Celine Jenkins says just as it is to put her 8-month-old baby in his car seat, she too automatically straps on her seat belt when she gets in the car.
"I just separated from the military, so it's kind of habit," she says. "They drill it in to you, so when you get in you have to put the seatbelt on. It's not allowed on base and not only on base, but once you go through the gate you have to put your seatbelt, on so it's pretty much habit. I don't even think about it anymore, it's just automatic."
Law enforcers wish more people had the same attitude. A new study shows seat belt usage in Mississippi went from 58% in 1998 to 54.5% in 1999 and to 50.4% last year.
"What we have is a fairly new law that we passed, and when it was first passed there was no penalty and now it's a secondary charge," Highway Patrol Spokesperson Joe Gazzo said. "Until we step up and get a primary charge, then we won't have people belting up just for the simple reason that when you have a penalty more people are likely to comply."
Police say enforcing a secondary offense law is tough.

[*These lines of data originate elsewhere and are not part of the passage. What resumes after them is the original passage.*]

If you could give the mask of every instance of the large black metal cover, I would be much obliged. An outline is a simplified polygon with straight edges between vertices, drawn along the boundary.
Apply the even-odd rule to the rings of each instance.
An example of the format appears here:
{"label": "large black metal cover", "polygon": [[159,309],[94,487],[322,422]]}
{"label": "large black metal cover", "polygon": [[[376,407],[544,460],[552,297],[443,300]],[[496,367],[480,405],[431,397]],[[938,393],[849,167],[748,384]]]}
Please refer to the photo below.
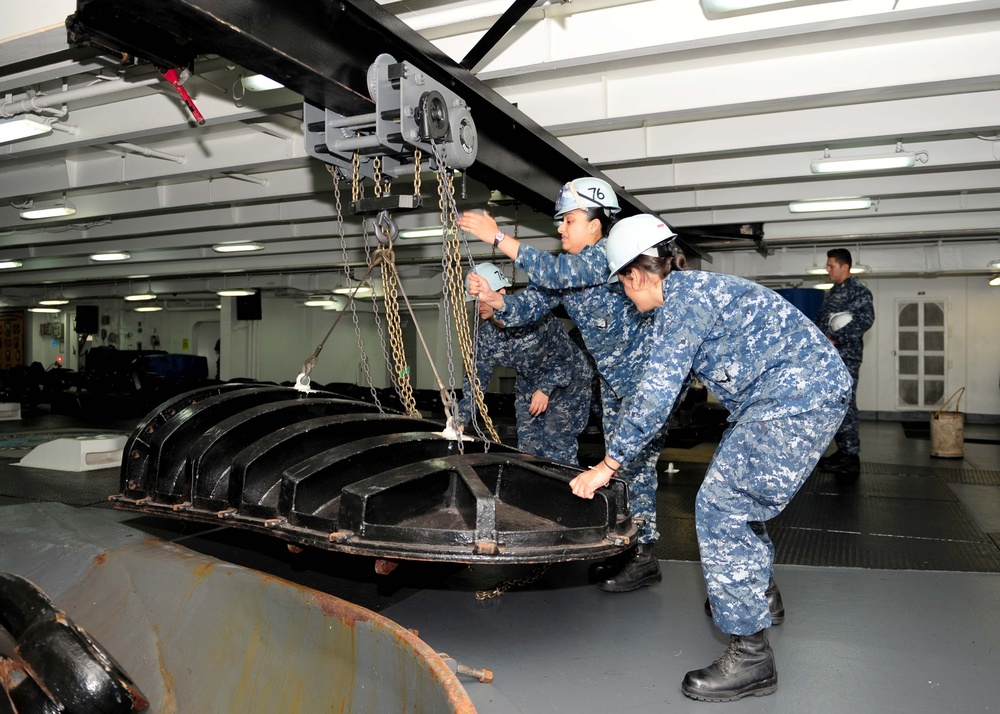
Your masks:
{"label": "large black metal cover", "polygon": [[593,500],[579,469],[328,392],[224,384],[150,413],[125,448],[117,508],[328,550],[462,563],[599,558],[636,526],[625,483]]}

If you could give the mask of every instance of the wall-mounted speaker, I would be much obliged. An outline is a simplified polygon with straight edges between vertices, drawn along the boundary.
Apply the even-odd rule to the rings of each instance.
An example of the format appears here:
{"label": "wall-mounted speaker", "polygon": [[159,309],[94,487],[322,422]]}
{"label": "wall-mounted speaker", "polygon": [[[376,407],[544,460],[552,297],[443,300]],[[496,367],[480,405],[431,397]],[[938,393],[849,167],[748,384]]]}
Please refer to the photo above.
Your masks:
{"label": "wall-mounted speaker", "polygon": [[97,305],[77,305],[76,333],[78,335],[96,335],[100,332],[98,313]]}
{"label": "wall-mounted speaker", "polygon": [[245,295],[236,298],[236,319],[260,319],[260,293],[254,293],[253,295]]}

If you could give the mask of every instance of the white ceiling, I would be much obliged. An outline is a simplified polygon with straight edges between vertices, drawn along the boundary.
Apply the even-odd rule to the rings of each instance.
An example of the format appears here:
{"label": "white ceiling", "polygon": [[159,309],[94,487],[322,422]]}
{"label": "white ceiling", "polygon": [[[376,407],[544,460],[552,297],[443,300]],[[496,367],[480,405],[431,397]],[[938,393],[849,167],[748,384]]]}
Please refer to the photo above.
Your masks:
{"label": "white ceiling", "polygon": [[[456,60],[503,8],[381,4]],[[304,150],[300,97],[287,89],[241,97],[242,70],[207,57],[184,85],[208,120],[195,127],[153,70],[122,81],[110,58],[68,52],[62,22],[74,10],[67,0],[4,10],[0,114],[66,111],[61,130],[0,145],[0,260],[23,263],[0,272],[0,302],[28,305],[57,289],[119,295],[133,281],[180,297],[224,282],[306,292],[340,284],[332,182]],[[476,10],[488,16],[454,19]],[[886,276],[987,275],[986,263],[1000,259],[1000,2],[835,0],[726,17],[696,0],[539,4],[474,71],[719,269],[795,284],[830,245],[862,250],[862,262]],[[900,143],[925,152],[926,163],[810,172],[825,150],[892,153]],[[430,173],[423,187],[430,210],[398,215],[401,227],[439,223]],[[470,181],[463,205],[482,205],[489,188]],[[350,187],[342,190],[346,204]],[[71,218],[28,222],[15,207],[64,194],[78,208]],[[793,200],[838,196],[868,196],[875,206],[788,211]],[[516,216],[519,235],[557,247],[547,216],[497,211],[508,224]],[[751,224],[762,243],[726,237]],[[345,233],[358,265],[355,218],[346,217]],[[211,250],[237,240],[265,250]],[[132,259],[88,258],[112,250]],[[440,252],[403,245],[399,259],[435,265]],[[410,274],[426,279],[427,268]]]}

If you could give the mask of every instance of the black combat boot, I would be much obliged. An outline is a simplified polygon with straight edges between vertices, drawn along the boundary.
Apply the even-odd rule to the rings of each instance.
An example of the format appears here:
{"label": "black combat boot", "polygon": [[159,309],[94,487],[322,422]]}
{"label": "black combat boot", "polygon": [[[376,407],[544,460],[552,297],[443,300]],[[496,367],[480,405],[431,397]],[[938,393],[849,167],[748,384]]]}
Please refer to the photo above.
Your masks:
{"label": "black combat boot", "polygon": [[843,451],[835,451],[829,456],[824,456],[816,466],[820,471],[830,471],[832,473],[856,474],[861,471],[861,457],[857,454],[845,454]]}
{"label": "black combat boot", "polygon": [[624,566],[614,575],[597,583],[597,587],[607,593],[626,593],[644,585],[652,585],[663,579],[660,563],[653,555],[656,543],[640,543],[625,560]]}
{"label": "black combat boot", "polygon": [[705,669],[684,675],[681,691],[703,702],[731,702],[753,694],[762,697],[778,688],[774,652],[764,632],[730,635],[729,647]]}
{"label": "black combat boot", "polygon": [[[771,627],[780,625],[785,621],[785,603],[781,601],[781,591],[778,590],[774,578],[767,581],[767,590],[764,594],[767,595],[767,609],[771,611]],[[708,598],[705,598],[705,614],[712,616],[712,601]]]}

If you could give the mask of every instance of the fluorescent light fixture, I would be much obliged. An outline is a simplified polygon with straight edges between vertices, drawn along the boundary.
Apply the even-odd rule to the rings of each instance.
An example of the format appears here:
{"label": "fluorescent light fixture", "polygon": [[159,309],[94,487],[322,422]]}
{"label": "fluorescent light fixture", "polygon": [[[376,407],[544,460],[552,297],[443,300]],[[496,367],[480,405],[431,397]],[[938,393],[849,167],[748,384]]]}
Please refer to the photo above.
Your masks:
{"label": "fluorescent light fixture", "polygon": [[[538,4],[538,3],[536,3]],[[480,2],[458,4],[445,10],[423,12],[414,15],[404,15],[399,19],[410,26],[410,29],[420,31],[432,27],[455,25],[470,20],[480,20],[485,17],[499,17],[510,7],[509,0],[481,0]]]}
{"label": "fluorescent light fixture", "polygon": [[98,263],[111,263],[116,260],[129,260],[132,257],[131,253],[93,253],[90,259]]}
{"label": "fluorescent light fixture", "polygon": [[826,275],[826,266],[812,265],[806,268],[806,275]]}
{"label": "fluorescent light fixture", "polygon": [[870,198],[820,198],[810,201],[792,201],[788,210],[792,213],[817,213],[820,211],[863,211],[872,207]]}
{"label": "fluorescent light fixture", "polygon": [[48,300],[39,300],[39,305],[45,305],[46,307],[52,307],[53,305],[69,305],[69,300],[66,298],[49,298]]}
{"label": "fluorescent light fixture", "polygon": [[22,265],[20,260],[0,260],[0,270],[7,270],[8,268],[20,268]]}
{"label": "fluorescent light fixture", "polygon": [[330,304],[324,305],[323,309],[330,310],[332,312],[341,312],[345,307],[347,307],[347,298],[343,295],[334,295],[330,298]]}
{"label": "fluorescent light fixture", "polygon": [[366,298],[371,297],[375,294],[375,291],[371,289],[368,285],[362,285],[355,292],[354,288],[335,288],[333,291],[334,295],[350,295],[356,298]]}
{"label": "fluorescent light fixture", "polygon": [[163,308],[159,305],[143,305],[135,309],[136,312],[159,312]]}
{"label": "fluorescent light fixture", "polygon": [[281,89],[285,86],[281,82],[276,82],[262,74],[245,74],[240,77],[240,83],[244,89],[250,92],[266,92],[271,89]]}
{"label": "fluorescent light fixture", "polygon": [[34,221],[39,218],[55,218],[57,216],[72,216],[76,213],[76,206],[65,198],[45,203],[35,204],[34,201],[28,203],[26,208],[21,209],[21,218],[26,221]]}
{"label": "fluorescent light fixture", "polygon": [[861,265],[860,263],[855,263],[851,266],[851,275],[861,275],[862,273],[870,273],[872,269],[867,265]]}
{"label": "fluorescent light fixture", "polygon": [[260,243],[219,243],[213,245],[212,250],[216,253],[252,253],[255,250],[264,250]]}
{"label": "fluorescent light fixture", "polygon": [[135,295],[126,295],[125,299],[129,302],[143,302],[144,300],[155,300],[156,296],[153,293],[136,293]]}
{"label": "fluorescent light fixture", "polygon": [[832,290],[833,283],[816,283],[813,287],[817,290]]}
{"label": "fluorescent light fixture", "polygon": [[990,285],[992,285],[993,287],[1000,286],[1000,275],[994,275],[992,278],[990,278]]}
{"label": "fluorescent light fixture", "polygon": [[41,117],[34,114],[22,114],[13,119],[0,121],[0,144],[6,144],[18,139],[27,139],[29,136],[41,136],[51,134],[52,125],[43,121]]}
{"label": "fluorescent light fixture", "polygon": [[233,288],[232,290],[216,290],[215,294],[219,297],[248,297],[250,295],[256,295],[256,290],[248,290],[247,288]]}
{"label": "fluorescent light fixture", "polygon": [[757,8],[779,9],[771,6],[797,7],[799,5],[816,5],[831,0],[701,0],[705,12],[718,15],[740,10],[755,10]]}
{"label": "fluorescent light fixture", "polygon": [[28,312],[44,312],[48,315],[55,315],[56,313],[62,312],[57,307],[29,307]]}
{"label": "fluorescent light fixture", "polygon": [[335,303],[330,298],[318,298],[317,297],[317,298],[309,298],[308,300],[306,300],[302,304],[305,305],[306,307],[323,307],[323,308],[325,308],[325,307],[330,307],[330,306],[334,305]]}
{"label": "fluorescent light fixture", "polygon": [[431,228],[406,228],[399,232],[400,238],[440,238],[444,235],[444,228],[434,226]]}
{"label": "fluorescent light fixture", "polygon": [[[926,156],[926,154],[923,154]],[[927,163],[924,159],[922,163]],[[917,154],[912,151],[898,151],[881,156],[845,156],[840,159],[813,159],[809,164],[814,174],[839,174],[855,171],[888,171],[916,166]]]}
{"label": "fluorescent light fixture", "polygon": [[1000,260],[991,260],[989,263],[986,264],[986,267],[989,268],[990,270],[1000,271]]}

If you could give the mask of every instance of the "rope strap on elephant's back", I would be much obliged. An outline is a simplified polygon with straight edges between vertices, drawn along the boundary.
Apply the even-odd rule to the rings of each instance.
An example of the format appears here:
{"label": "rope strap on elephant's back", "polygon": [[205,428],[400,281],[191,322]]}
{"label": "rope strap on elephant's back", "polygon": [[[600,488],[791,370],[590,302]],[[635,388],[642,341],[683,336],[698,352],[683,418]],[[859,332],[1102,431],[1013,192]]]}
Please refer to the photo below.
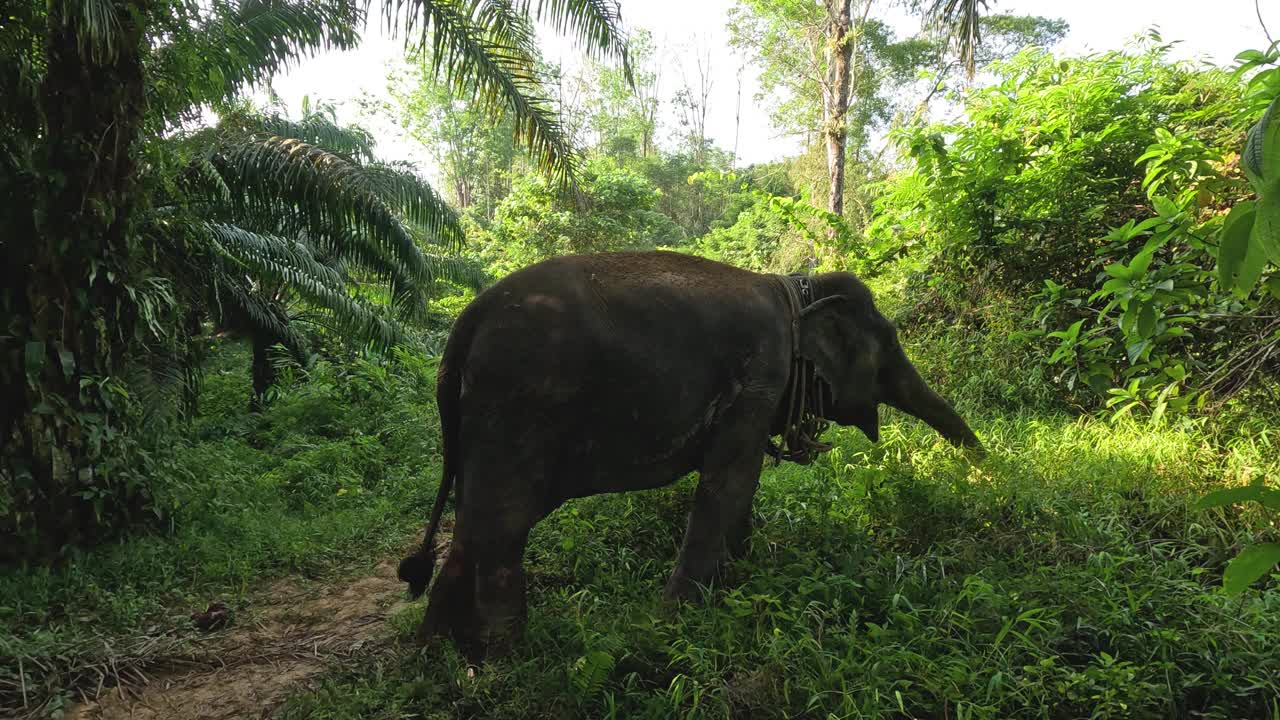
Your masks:
{"label": "rope strap on elephant's back", "polygon": [[824,381],[818,376],[813,363],[800,354],[800,312],[815,298],[808,276],[780,277],[791,306],[791,374],[787,380],[787,415],[782,431],[782,446],[779,447],[770,439],[767,452],[773,457],[775,464],[789,460],[808,465],[818,455],[831,449],[831,445],[819,440],[822,433],[830,427],[830,423],[823,417]]}

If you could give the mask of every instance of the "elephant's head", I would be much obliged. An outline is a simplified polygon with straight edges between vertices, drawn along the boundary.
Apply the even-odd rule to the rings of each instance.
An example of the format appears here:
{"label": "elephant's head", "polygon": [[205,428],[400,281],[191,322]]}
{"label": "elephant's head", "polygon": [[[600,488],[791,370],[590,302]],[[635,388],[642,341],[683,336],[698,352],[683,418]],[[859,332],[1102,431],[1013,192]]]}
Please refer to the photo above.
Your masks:
{"label": "elephant's head", "polygon": [[848,273],[827,273],[815,277],[814,286],[819,299],[801,312],[799,345],[830,388],[828,420],[855,426],[876,441],[877,408],[885,403],[925,421],[952,444],[983,452],[964,419],[907,359],[897,330],[865,285]]}

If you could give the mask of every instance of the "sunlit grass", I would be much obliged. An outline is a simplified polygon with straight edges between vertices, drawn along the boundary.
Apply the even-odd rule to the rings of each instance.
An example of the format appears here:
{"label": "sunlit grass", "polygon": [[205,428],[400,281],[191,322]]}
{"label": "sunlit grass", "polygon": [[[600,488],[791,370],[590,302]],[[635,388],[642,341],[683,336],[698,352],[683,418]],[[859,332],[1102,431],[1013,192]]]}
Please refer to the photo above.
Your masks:
{"label": "sunlit grass", "polygon": [[534,532],[527,641],[477,679],[448,647],[294,698],[289,717],[1267,717],[1280,592],[1218,590],[1249,518],[1190,509],[1257,442],[1193,424],[978,417],[839,431],[768,468],[748,557],[702,604],[659,596],[692,479],[590,498]]}

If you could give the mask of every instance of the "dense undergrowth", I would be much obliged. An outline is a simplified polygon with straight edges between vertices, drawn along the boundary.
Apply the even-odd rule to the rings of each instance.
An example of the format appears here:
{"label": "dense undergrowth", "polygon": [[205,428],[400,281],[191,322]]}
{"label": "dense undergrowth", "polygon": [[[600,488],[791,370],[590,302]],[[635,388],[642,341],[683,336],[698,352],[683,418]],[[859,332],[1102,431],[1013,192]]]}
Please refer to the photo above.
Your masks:
{"label": "dense undergrowth", "polygon": [[[981,465],[889,411],[879,444],[836,431],[816,465],[766,467],[748,556],[680,608],[660,594],[693,478],[570,503],[534,531],[513,658],[468,677],[451,647],[413,644],[417,604],[394,619],[388,652],[283,715],[1280,712],[1280,586],[1220,589],[1239,547],[1274,530],[1250,507],[1192,508],[1209,489],[1280,474],[1270,424],[1082,418],[1011,377],[1016,353],[957,335],[917,333],[912,354],[990,447]],[[193,607],[412,542],[437,482],[430,363],[320,363],[246,416],[242,352],[215,354],[202,416],[173,451],[170,532],[0,578],[6,707],[17,656],[29,695],[57,707],[96,682],[95,666],[145,665],[130,638],[189,633]]]}
{"label": "dense undergrowth", "polygon": [[1271,717],[1280,591],[1230,599],[1250,519],[1197,493],[1276,468],[1199,426],[978,414],[971,467],[901,416],[766,471],[750,554],[664,607],[692,482],[588,499],[535,529],[529,635],[467,676],[403,644],[292,718]]}
{"label": "dense undergrowth", "polygon": [[247,414],[247,354],[224,346],[206,369],[202,413],[155,481],[161,527],[0,572],[0,709],[22,707],[24,684],[28,709],[56,709],[174,650],[193,610],[370,564],[420,527],[438,468],[429,363],[320,362]]}
{"label": "dense undergrowth", "polygon": [[[991,333],[1001,317],[984,315]],[[1274,529],[1254,508],[1193,508],[1280,473],[1273,423],[1081,417],[1018,374],[1016,347],[924,330],[912,355],[988,444],[981,465],[890,411],[878,444],[836,431],[815,466],[766,467],[748,556],[678,609],[659,596],[692,478],[571,503],[534,530],[514,658],[469,677],[453,649],[412,643],[416,607],[393,651],[284,716],[1280,713],[1277,578],[1221,590],[1240,545]]]}

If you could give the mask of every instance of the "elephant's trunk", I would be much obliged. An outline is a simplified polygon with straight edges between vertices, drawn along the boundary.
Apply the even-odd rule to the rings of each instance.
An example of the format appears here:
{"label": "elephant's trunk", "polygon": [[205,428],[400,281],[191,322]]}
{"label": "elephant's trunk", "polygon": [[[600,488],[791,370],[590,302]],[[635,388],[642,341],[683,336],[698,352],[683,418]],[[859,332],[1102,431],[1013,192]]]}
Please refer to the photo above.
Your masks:
{"label": "elephant's trunk", "polygon": [[900,361],[897,382],[890,397],[886,398],[888,404],[925,421],[953,445],[985,452],[982,442],[969,429],[964,418],[951,407],[951,403],[929,387],[905,353],[901,354]]}

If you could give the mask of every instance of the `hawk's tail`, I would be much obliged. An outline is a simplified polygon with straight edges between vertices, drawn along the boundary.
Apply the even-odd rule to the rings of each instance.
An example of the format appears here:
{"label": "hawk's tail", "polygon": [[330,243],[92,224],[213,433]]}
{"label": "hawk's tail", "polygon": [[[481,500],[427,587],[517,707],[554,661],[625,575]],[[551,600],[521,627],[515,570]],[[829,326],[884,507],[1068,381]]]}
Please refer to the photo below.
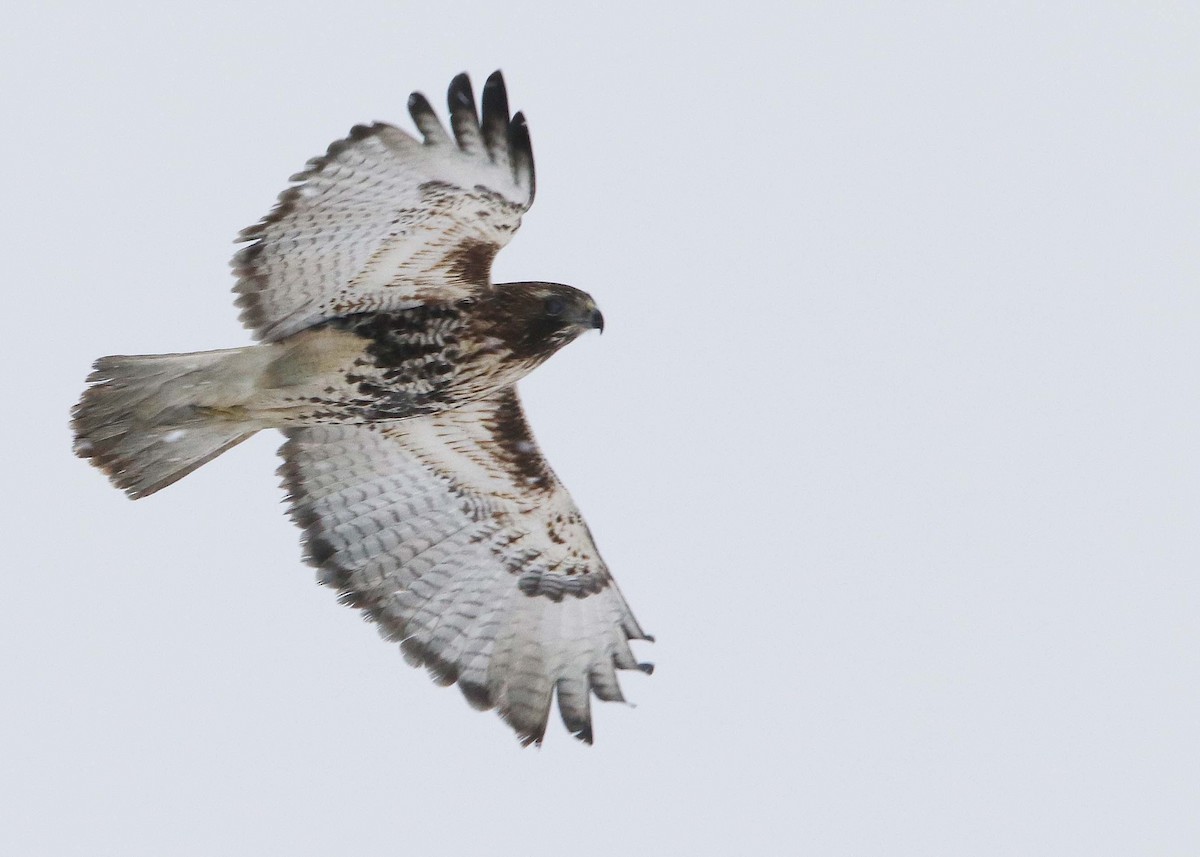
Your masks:
{"label": "hawk's tail", "polygon": [[75,454],[137,499],[241,443],[261,426],[220,406],[241,351],[101,357],[72,411]]}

"That is the problem that we don't have a primary seatbelt law. We cannot stop people because they're not wearing a seatbelt," Biloxi Police Officer Mike Schaugher says. "We can only cite them for not wearing a seatbelt if they're stopped for some other violation. If it were a primary law, the seatbelt usage would increase drastically."
Most people know about the law, but officers say they either just don't care to wear a seatbelt, or they think they're safe enough without it.